I have one or two LED Lenser hand lights, and while they're simple, they survive abuse fairly well. When I saw one of their headlamps on sale at a bargain store, I sprang for it. The picture on the box and description don't match what I got, though - it said 3xAAA, and looked like their usual front-of-a-flashlight attached to a battery back. What I got was a 2xAA thing with a boost circuit driving some random LED behind an aspheric. It got browner over a few hours use, so I replaced the LED.

It's a 2xAA box with a wire going along the rubber (argh, so annoying on wet hair!) head strap. The light unit is hinged to point down, and it doesn't put light in the eyes. Because it looks so different from most Coast products, I think it may be fake. Aside from the LED quality it seems to do quite well as a low-power light. I replaced the dying LED with a random white one from an Edison-fixture 40-LED bulb whose power supply burned out.






Aspheric lens on the front, creates a sharp circle of light. A fair amount of blue fringe, with a ghostly peripheral light that's fairly useful. I just don't like aspherics for close-up work.





The inside of the lamp box. Note that the cord is held in by a knot. The LED sits in a shiny plastic cylinder, lining it up with the aspheric lens.

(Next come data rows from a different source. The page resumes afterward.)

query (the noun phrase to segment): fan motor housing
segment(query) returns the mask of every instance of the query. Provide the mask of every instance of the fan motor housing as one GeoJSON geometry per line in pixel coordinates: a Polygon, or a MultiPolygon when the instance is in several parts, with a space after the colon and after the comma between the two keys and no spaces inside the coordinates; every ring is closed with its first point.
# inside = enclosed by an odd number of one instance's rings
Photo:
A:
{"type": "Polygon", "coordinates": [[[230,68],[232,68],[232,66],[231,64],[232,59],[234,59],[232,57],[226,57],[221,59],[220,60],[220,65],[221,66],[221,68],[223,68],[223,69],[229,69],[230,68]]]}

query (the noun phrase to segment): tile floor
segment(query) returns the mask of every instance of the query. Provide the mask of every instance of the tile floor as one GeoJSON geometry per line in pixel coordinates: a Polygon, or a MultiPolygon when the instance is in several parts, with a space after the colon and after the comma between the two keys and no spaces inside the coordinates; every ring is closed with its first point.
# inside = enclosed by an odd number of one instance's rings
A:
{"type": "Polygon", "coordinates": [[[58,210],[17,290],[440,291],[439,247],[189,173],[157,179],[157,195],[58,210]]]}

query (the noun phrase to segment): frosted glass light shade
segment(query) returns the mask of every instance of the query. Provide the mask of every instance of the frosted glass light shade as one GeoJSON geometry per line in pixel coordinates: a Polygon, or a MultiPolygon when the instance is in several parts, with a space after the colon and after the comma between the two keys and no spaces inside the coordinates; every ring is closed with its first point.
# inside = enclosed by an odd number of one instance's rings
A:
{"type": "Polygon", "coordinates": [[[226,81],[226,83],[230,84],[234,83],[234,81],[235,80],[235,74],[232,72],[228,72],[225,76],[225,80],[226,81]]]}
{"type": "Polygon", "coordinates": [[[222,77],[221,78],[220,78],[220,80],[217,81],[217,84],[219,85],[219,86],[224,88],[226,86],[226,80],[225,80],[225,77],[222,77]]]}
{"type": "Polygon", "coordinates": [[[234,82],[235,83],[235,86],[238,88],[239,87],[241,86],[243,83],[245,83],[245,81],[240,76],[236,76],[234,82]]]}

The bare 5mm LED and the aspheric lens exposed. It works ok as a work light, with the scattered light allowing you to see your hands, and the aspheric working for farther vision. With another 20 cents for a better LED, this would be a decent headlamp. Not waterproof for swimming, but it'd likely survive rain and splashes.

Here's the driver circuit.






Any thoughts? I couldn't find this headlamp in my research about it. I'm glad to have a 2xAA work headlamp, because I hate AAAs.


----------



## FroggyTaco (Apr 5, 2010)

Probably the factory that makes coast lights is using cheaper components to sell their own version.


----------



## Appleonius (Apr 6, 2010)

maybe someone pulled a switch-a-roo & now you're the victim?


----------



## AnAppleSnail (Apr 21, 2010)

Appleonius said:


> maybe someone pulled a switch-a-roo & now you're the victim?




It's badged as LEDLenser, but it's unlike any of their products. A manufacturer would have had to do the switcheroo - the box was certainly wrong. I'm going to replace the strap on it.


----------



## jirik_cz (Apr 21, 2010)

There is 2006.7.09 written on the PCB so it is probably almost 4 years old. Might be a genuine led-lenser then...


----------